Adenosine triphosphate (ATP) is a high-energy molecule present in living cells. It is a nucleoside triphosphate that provides energy within cells for metabolism and is used in several cellular processes including the synthesis of key biomolecules.
ATP is typically present in cells at a concentration of 1-10mM – it is continuously recycled in organisms to ensure there is a constant energy supply for cellular processes.
ATP can be synthesized by redox reactions that use simple and complex lipids or carbohydrates as the source of energy. Complex energy sources need to be digested into simpler molecules before being used in ATP synthesis. Complex carbohydrates are usually hydrolyzed into glucose and fructose, while triglycerides are metabolized to form glycerol and fatty acids.
The biosynthesis of ATP by oxidative phosphorylation and photophosphorylation is the fundamental pathway for energy production in animals, plants, and microbes. Eukaryotic ATP production usually takes place in the mitochondria of the cell.
Important pathways by which eukaryotes generate energy are glycolysis, the citric acid cycle (or the Kreb’s cycle), and the electron transport chain (or the oxidative phosphorylation pathway).
Together these 3 stages are referred to as cellular respiration. In human beings, cellular respiration converts adenosine diphosphate (ADP) to ATP and thus releases energy from molecules that are rich in energy.
Glycolysis involves the metabolization of glucose and glycerol to form pyruvate. These reactions take place in the cytoplasm in most organisms and release a net amount of 2 ATPs. Here glucose is converted to pyruvate via phosphorylation with the help of 2 key enzymes - phosphoglycerate kinase and pyruvate kinase.
The overall reaction can be represented as below:
Glucose + 2 NAD+ + 2 ADP + 2 Pi à 2 Pyruvate + 2 NADH + 2 H+ + 2 ATP + 2 H2O
Thus each molecule of glucose undergoes glycolysis to give 2 pyruvates. Two reduced nicotinamide adenine dinucleotide (NADH) molecules and 2 water (H2O) molecules are also produced as a result of glycolysis.
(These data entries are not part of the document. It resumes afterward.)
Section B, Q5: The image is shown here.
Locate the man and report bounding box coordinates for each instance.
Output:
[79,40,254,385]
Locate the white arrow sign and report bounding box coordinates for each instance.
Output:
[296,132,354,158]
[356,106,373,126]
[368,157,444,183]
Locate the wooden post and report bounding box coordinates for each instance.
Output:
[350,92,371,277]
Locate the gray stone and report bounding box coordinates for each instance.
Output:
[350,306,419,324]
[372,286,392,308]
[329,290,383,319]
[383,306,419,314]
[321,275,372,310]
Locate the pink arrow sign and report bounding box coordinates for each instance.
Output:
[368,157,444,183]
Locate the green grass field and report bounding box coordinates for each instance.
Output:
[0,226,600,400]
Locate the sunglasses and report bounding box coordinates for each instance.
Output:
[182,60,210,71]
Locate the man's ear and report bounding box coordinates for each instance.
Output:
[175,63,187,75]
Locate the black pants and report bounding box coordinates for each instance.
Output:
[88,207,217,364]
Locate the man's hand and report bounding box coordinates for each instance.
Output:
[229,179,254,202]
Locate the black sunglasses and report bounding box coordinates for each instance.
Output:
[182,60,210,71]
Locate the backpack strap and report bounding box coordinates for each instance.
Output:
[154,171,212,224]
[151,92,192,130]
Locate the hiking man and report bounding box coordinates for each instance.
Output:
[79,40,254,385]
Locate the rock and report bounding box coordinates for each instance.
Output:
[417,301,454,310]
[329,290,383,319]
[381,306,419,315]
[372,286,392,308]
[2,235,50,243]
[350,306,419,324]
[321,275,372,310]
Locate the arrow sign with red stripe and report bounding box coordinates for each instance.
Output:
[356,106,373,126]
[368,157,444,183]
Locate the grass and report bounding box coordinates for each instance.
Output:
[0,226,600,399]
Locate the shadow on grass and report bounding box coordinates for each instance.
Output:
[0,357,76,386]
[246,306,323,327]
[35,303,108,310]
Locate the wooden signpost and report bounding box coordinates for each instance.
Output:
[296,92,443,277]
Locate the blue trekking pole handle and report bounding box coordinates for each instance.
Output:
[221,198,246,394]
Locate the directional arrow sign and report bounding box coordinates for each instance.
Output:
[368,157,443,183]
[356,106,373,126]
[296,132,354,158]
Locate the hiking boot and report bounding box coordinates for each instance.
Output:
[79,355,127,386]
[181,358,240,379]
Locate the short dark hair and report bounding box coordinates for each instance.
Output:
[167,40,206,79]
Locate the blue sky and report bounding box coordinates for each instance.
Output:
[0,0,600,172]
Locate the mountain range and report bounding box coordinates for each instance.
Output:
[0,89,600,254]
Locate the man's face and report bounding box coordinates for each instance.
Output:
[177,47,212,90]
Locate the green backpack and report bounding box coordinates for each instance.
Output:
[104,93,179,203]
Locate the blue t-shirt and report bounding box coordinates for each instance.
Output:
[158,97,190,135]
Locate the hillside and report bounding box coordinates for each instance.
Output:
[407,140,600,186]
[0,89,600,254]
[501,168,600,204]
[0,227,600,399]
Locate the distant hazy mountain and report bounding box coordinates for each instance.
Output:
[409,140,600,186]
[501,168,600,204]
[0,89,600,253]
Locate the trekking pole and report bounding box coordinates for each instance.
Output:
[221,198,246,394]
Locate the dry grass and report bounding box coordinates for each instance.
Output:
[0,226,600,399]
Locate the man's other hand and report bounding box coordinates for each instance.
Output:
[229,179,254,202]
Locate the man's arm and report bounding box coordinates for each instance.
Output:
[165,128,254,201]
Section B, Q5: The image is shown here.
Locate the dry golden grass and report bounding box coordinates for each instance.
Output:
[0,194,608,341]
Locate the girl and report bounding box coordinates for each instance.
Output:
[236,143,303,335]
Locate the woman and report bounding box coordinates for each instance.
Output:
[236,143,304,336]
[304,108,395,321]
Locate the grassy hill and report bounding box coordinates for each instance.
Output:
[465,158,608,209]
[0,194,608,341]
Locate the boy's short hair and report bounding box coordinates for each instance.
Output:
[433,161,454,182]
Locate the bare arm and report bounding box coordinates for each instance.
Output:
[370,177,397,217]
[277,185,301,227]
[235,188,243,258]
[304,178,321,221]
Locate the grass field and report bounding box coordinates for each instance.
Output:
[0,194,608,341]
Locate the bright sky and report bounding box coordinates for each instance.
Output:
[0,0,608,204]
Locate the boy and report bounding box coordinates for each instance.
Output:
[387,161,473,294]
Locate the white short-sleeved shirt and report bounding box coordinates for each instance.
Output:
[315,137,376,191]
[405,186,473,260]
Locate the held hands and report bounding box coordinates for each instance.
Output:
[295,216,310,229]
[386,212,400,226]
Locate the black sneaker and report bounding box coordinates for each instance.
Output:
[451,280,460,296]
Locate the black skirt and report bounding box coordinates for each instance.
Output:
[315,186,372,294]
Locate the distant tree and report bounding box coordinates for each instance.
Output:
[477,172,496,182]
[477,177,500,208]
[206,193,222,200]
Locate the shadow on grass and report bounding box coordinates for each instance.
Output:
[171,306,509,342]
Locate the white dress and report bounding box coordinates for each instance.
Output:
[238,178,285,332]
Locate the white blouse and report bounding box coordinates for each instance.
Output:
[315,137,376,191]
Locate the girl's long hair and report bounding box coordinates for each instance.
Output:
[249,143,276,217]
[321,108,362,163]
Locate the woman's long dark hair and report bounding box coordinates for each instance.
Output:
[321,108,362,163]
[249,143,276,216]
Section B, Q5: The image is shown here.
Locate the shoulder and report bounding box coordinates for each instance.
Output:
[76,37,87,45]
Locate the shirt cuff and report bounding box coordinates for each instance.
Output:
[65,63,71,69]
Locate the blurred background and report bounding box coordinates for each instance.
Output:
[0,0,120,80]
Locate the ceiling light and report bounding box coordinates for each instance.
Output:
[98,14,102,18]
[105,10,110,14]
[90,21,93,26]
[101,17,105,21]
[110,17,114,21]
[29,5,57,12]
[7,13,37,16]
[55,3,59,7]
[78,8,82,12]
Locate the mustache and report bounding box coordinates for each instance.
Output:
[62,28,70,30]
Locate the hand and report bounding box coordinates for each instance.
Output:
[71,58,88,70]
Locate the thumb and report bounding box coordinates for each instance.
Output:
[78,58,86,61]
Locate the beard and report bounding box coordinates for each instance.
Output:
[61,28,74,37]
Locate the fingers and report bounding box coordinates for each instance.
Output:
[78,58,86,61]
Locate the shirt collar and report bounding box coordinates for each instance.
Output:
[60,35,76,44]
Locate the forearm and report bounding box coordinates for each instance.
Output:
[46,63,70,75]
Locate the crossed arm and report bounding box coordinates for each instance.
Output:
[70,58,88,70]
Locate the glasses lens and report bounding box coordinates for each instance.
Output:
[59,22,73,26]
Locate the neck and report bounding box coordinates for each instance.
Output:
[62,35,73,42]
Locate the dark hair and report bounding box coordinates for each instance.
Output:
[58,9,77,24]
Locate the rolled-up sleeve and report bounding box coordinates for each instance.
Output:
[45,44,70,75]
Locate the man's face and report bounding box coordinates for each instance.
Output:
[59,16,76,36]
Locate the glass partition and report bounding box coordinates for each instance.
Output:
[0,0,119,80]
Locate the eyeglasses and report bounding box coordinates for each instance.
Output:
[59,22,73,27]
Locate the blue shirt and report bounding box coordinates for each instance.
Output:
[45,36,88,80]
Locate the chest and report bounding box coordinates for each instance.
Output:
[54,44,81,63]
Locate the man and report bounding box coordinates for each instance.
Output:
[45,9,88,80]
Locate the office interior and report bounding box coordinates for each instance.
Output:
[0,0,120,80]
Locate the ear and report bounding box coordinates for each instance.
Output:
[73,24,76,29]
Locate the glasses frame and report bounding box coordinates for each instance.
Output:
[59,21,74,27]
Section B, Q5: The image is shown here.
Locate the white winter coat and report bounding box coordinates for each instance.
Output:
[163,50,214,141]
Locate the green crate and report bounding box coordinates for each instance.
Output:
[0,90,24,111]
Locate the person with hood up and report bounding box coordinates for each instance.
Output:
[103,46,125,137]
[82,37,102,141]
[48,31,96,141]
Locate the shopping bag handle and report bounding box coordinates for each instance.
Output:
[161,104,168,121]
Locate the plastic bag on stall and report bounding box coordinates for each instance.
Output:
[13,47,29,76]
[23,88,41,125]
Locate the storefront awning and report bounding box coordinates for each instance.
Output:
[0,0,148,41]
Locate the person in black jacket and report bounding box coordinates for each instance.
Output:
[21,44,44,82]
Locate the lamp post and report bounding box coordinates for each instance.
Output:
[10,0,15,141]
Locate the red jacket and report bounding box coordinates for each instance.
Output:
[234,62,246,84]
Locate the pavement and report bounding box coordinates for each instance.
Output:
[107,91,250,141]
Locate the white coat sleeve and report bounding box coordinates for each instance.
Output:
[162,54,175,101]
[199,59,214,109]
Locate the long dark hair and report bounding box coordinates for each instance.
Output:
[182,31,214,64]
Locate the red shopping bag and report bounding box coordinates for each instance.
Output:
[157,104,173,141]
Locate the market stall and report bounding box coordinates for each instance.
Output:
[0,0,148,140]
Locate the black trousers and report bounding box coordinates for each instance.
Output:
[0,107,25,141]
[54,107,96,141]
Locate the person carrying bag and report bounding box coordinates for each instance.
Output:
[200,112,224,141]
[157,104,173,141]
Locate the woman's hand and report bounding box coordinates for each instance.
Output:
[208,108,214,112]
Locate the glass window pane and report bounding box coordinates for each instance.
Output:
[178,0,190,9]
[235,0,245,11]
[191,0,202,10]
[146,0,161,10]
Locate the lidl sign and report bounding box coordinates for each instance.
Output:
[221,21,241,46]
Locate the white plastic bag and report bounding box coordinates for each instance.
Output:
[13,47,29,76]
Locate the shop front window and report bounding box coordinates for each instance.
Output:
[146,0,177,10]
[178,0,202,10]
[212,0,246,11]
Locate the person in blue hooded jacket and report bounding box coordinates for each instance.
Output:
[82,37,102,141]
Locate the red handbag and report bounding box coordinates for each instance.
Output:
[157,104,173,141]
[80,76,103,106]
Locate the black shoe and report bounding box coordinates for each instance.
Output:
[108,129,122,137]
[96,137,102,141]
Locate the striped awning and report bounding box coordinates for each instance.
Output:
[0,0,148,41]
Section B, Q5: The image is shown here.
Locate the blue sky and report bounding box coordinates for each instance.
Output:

The NADH molecules are oxidized in the electron transport chain to produce ATP and the pyruvate produced is used a substrate for the Kreb’s cycle.
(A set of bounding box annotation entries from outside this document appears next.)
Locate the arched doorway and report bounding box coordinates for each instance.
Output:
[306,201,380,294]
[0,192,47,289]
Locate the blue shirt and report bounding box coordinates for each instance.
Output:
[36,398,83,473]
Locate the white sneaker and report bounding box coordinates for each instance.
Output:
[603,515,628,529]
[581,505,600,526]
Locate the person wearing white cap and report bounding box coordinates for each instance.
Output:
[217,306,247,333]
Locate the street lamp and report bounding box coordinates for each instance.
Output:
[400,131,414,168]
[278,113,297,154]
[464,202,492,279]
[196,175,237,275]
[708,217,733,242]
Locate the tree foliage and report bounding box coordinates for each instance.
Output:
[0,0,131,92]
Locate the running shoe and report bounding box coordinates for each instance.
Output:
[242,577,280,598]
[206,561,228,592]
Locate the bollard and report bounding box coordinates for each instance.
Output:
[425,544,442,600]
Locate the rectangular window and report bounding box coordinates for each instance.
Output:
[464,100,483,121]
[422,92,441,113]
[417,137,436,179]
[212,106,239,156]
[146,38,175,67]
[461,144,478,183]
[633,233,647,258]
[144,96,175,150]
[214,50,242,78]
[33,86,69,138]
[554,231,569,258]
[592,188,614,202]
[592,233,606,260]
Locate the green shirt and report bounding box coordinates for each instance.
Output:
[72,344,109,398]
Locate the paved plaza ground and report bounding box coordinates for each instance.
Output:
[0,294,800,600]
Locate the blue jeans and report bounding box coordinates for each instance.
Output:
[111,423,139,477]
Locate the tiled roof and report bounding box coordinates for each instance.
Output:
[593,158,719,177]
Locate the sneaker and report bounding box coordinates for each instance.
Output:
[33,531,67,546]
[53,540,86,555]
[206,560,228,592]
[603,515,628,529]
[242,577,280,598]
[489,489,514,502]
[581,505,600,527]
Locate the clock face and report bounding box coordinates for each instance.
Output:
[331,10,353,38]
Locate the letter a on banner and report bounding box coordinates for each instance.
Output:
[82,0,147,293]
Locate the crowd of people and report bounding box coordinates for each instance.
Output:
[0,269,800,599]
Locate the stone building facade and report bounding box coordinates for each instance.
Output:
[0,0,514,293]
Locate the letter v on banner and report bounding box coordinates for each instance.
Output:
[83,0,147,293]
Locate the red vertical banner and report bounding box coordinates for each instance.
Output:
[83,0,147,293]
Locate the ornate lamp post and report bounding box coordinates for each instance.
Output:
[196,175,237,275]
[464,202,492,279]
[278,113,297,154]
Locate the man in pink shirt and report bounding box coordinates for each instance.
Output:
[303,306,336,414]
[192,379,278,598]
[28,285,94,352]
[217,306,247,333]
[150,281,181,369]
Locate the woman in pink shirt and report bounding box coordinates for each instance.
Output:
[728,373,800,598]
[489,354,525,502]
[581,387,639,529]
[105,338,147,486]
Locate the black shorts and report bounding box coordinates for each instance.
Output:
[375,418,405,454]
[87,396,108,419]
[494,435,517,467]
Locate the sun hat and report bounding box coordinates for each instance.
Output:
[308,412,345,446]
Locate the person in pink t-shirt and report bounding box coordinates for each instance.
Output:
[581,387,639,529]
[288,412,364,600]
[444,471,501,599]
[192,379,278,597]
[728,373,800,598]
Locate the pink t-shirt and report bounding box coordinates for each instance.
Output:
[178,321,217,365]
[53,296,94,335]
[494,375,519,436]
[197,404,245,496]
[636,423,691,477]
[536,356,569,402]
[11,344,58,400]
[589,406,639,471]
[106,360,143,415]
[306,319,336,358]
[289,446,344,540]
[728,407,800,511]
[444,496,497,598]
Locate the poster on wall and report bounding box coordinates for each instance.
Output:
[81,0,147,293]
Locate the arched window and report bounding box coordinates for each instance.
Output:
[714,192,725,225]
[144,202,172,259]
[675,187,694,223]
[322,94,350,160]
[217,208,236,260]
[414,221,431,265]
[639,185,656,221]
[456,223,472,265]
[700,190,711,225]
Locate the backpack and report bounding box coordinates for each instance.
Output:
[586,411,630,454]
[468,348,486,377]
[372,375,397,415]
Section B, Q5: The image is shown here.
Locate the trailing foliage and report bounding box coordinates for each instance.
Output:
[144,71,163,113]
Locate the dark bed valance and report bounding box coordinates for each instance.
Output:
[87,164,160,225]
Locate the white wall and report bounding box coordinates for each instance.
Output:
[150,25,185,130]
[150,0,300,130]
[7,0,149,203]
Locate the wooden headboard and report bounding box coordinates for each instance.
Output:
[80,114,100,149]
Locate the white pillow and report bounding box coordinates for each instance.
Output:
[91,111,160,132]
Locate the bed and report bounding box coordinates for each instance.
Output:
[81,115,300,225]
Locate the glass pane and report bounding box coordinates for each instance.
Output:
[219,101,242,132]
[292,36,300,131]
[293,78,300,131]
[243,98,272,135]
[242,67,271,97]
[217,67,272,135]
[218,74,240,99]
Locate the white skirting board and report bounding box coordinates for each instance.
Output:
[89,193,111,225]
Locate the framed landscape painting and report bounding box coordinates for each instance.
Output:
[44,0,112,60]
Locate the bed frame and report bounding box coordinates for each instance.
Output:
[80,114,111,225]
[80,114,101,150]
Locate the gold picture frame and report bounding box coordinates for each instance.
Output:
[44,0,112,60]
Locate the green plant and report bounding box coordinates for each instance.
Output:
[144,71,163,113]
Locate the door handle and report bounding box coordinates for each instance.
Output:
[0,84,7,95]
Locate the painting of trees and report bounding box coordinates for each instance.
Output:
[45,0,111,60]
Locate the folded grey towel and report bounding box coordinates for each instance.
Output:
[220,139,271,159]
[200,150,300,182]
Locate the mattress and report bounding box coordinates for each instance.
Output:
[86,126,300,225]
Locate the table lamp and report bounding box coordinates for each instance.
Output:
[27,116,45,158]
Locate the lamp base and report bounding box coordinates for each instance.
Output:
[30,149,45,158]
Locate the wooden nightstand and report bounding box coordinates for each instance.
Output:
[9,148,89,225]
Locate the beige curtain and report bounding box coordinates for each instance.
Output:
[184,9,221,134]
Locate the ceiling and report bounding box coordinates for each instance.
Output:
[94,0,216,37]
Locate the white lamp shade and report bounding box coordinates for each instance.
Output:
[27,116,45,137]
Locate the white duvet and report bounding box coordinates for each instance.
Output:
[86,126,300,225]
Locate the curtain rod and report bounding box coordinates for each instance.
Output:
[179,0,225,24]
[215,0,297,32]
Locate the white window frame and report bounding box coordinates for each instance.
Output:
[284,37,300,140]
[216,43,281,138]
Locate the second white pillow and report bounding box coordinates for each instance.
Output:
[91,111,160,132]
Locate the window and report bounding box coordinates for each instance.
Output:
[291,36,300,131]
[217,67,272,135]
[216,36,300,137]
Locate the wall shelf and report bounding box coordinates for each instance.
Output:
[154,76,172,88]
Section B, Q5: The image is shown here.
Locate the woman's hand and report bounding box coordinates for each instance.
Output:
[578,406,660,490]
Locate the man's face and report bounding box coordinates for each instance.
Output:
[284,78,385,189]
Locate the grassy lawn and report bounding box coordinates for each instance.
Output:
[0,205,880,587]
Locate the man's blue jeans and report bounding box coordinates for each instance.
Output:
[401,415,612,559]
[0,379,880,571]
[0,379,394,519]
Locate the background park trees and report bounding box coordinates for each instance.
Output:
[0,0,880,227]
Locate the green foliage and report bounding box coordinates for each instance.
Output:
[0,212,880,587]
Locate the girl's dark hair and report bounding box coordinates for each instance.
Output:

The Kreb’s cycle is also known as the tricarboxylic acid (TCA) cycle and occurs in the mitochondria. It involves a series of reactions by which pyruvate is degraded into CO2, ATP, water, and electrons.
Pyruvate produced by glycolysis in the cytoplasm gets converted to acetyl-Coenzyme A (acetyl-CoA) in the mitochondria. The acetyl-CoA is converted into citrate which then undergoes a series of series of redox, hydration, dehydration, and decarboxylation reactions to form isocitrate, alpha-ketogluterate, succynl-CoA, fumerate, and malate.
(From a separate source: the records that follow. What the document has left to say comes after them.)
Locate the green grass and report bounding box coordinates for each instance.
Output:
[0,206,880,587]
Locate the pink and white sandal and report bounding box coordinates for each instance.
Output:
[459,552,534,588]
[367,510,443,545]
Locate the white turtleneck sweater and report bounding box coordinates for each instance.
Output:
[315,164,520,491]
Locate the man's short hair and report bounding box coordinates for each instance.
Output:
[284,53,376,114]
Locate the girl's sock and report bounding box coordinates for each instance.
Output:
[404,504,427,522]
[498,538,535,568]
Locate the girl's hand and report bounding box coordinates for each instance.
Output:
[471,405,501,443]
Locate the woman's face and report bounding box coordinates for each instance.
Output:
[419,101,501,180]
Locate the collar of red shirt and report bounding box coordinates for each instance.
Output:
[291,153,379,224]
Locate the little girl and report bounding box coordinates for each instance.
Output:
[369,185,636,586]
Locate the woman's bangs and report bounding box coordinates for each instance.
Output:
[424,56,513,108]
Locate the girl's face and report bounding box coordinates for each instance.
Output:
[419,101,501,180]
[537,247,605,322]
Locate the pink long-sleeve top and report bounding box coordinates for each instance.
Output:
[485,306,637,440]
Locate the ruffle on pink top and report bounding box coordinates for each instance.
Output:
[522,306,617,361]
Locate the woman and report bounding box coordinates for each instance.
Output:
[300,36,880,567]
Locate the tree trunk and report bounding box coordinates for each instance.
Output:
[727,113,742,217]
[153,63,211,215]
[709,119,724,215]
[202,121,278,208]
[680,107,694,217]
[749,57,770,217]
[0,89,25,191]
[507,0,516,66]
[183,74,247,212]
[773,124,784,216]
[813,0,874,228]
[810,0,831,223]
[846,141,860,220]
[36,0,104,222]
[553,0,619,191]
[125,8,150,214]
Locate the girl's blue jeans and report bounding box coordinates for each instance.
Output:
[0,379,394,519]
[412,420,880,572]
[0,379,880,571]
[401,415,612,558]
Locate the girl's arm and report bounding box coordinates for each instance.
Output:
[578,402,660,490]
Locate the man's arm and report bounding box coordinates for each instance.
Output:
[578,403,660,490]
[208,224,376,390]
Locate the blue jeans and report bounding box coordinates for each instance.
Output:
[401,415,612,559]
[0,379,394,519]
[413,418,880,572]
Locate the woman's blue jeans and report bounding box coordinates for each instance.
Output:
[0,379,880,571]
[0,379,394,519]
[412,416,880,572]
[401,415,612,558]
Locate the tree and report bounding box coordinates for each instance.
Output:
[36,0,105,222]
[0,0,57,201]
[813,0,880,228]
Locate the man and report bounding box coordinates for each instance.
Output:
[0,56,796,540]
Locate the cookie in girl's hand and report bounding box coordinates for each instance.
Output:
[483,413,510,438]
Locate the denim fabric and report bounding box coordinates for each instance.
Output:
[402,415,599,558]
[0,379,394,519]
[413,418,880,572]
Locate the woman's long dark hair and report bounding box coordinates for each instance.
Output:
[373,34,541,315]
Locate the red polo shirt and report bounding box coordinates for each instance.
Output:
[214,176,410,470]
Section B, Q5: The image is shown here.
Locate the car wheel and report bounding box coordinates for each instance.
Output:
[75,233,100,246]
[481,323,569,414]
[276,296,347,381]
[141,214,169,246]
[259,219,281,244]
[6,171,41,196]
These reactions are catalyzed by several key enzymes in the pathway such as citrate synthase, aconitase, isocitrate dehydrogenase, and malate dehydrogenase. Overall, the Kreb’s cycle yields 2 ATP molecules, 6 NADH molecules, and 2 reduced flavin adenine dinucleotide (FADH2) molecules.
Acetyl-CoA derived from the metabolism of carbohydrates, fats, and proteins in cells is all used in the Kreb’s cycle to generate energy. Therefore, this is an important metabolic pathway that unites carbohydrate, fat, and protein metabolism in living organisms.
NADH and FADH2 molecules generated as byproducts of the citric acid cycle are fed into the electron transport chain where they are oxidized to produce ATP with the help of the enzyme ATP synthase. This enzyme is present in the mitochondria and catalyzes the production of ATP by combining ADP and inorganic phosphate.
ATP synthase is often referred to as a complex molecular machine which has central rotor that moves at a speed of 150 rotations/s during ATP synthesis.
In total, each glucose molecule undergoing cellular respiration produces 38 ATP molecules – 2 ATPs from glycolysis, 2 ATPs from the Kreb’s cycle, and 34 ATPs from the electron transport chain.